Who had a great 2012? We take a look at five of the biggest Canadian news winners of the year.
1. Quebec Student Movement
Photo: Quebec student protests paralyzed the province for most of the spring and summer. (AP photo)
When students at several of Quebec’s largest universities first went on strike to protest against the provincial government’s plan for a sharp rise in tuition fees, it seemed unlikely that the movement could succeed.
The province’s Liberal government was heading into election season, and many thought then-premier Jean Charest could use the crisis to his advantage.
With a corruption inquiry looming, Charest was in desperate need of something with which to distract the electorate. With public opinion firmly in favour of the tuition hike, it looked like the Liberals might be able to use the student unrest as a wedge issue to help win another term.
The fact students in Quebec already paid the lowest tuition in the country wasn’t hurting Charest’s chances either.
But then the government passed Bill 78, legislation that severely curtailed the right to protest.
Opinion quickly turned against the law, and the protests began to take on a different character. The demonstrations were no longer just about tuition.
Quebecers young and old took to the streets to bang pots and pans in solidarity with the students and their ideals. Social issues, economic justice and the environment were now part of the conversation.
After a series of failures by the province to reach an agreement with the student unions, it became clear that the election would ultimately settle the dispute.
On the night of Sept. 4, Pauline Marois and her Parti Québécois won the right to form a minority government.
In a stunning victory for the student movement, the tuition hike was cancelled at the government’s first cabinet meeting.

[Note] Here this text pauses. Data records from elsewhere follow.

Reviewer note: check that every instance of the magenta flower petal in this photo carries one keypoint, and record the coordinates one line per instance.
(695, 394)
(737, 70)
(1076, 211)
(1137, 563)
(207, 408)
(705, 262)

The students succeeded where so many thought they would fail and helped bring down Charest in the process.
And their victory did not stop there.
The PQ has effectively put an end to the asbestos industry in the province, will shut down the province’s sole nuclear plant and has placed a moratorium on fracking for shale gas, all issues important to the movement.
In a recent interview, Gabriel Nadeau-Dubois, one of the student movement’s most visible figures, told HuffPost that, while he is pleased with the direction the government is taking, the PQ is doing so only because of popular pressure.
And that may be the student movement’s greatest victory: reminding all Canadians that our elected officials must be held to account, not only at the ballot box, but in the streets.